The SEMG usually compiles its report on the arms embargo every year. Past reports, including from 2007 and 2008, said the U.S. had notified the U.N. of its activities. “A number of foreign Governments are reportedly involved in training the National Security Agency,” the 2008 SEMG report said. “But only the Government of the United States has notified the Security Council that it is doing so.”

 

 

That appears to have changed. The 2012 SEMG report lists among the unauthorized U.S. activities direct support for the intelligence service and security forces of the government of Puntland, a semi-autonomous region of Somalia that is not recognized by the U.N.

 

Mohammed Abdirahman Farole, the media adviser to and son of Puntland’s president, said in an interview that the CIA provides non-lethal assistance to the Puntland Intelligence Agency. “They do not bring us weapons,” he said. “The CIA gives us intelligence training and equipment.

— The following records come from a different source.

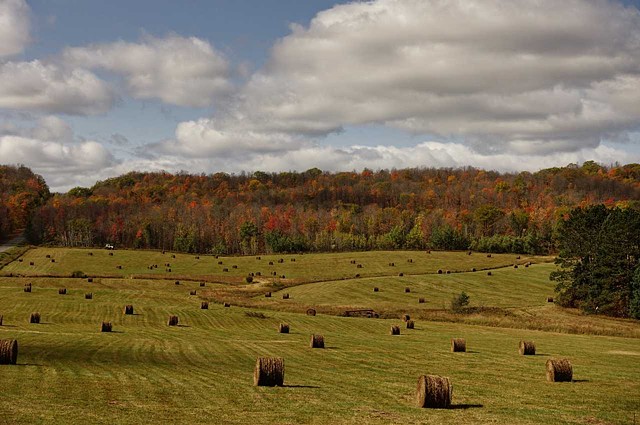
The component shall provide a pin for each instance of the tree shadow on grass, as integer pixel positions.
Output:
(465, 406)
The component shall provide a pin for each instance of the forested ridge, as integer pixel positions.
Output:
(321, 211)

This is part of the global fight against the terrorists.” Farole added that his father’s government would “welcome the United Nations to come to Puntland and collect all the weapons.” But, he said, until that happens, the Puntland forces would need to be armed to fight terrorists and pirates.

 

The report alleges the CIA has indeed been training its Puntland equivalent for ten years, including in Qaw, a small town on the outskirts of the Puntland port of Bosaso. The report alleges that Puntland trainees use the same shooting range as security contractors training a Puntland maritime police unit.

 

Also in the report are allegations that an unnamed U.S. intelligence agency is operating a fleet of four Russian-made Mi-17a helicopters to transport special forces from Camp Lemonier, a U.S. base in Djibouti, to locations in northeastern Somalia to fight alongside Puntland forces. This was first reported in the Somalia Report, a website that tracks intelligence and military developments in the country, which said the forces were deployed to fight pirates. The report says the U.N. has confirmation of this from a “reliable military source.”

 

The report also says there were 64 reports of activities of foreign jet fighters, helicopters, and drones in Somalia between June 2011 and April 2012. The report doesn’t say whether any of these were U.S. drones. The report says the African Union Mission in Somalia has complained about unidentified drones flying in Somali airspace. “Some of these reports concern attacks mistakenly targeting an [internal Displaced Persons] camp and a humanitarian feeding center, targeted killings by drones of Al-Shabab commanders, and Special Forces covert operations in Somalia.”

 

Bryden, the report’s author, said his group began investigating these alleged U.S. programs in 2010 after discovering two private American operators of cargo planes, Prescott Support Co. and RAM Air Services, were registering flights into Somalia with the U.N. International Civil Aviation Organization.

 

“We didn’t know the full extent of it,” said Bryden. “All we had was confirmation that the flights took place.”

 

Spokesmen from Prescott Support Co. and RAM Air Services declined to respond to requests for comment.

 

“My answer to those running this program is if you want this to be a covert program, don’t notify the civil-aviation authorities of your flights,” Bryden said. “Our job is to investigate flights just like this. And the flights are what led us to ask questions and dig deeper about undeclared U.S. programs in Somalia.”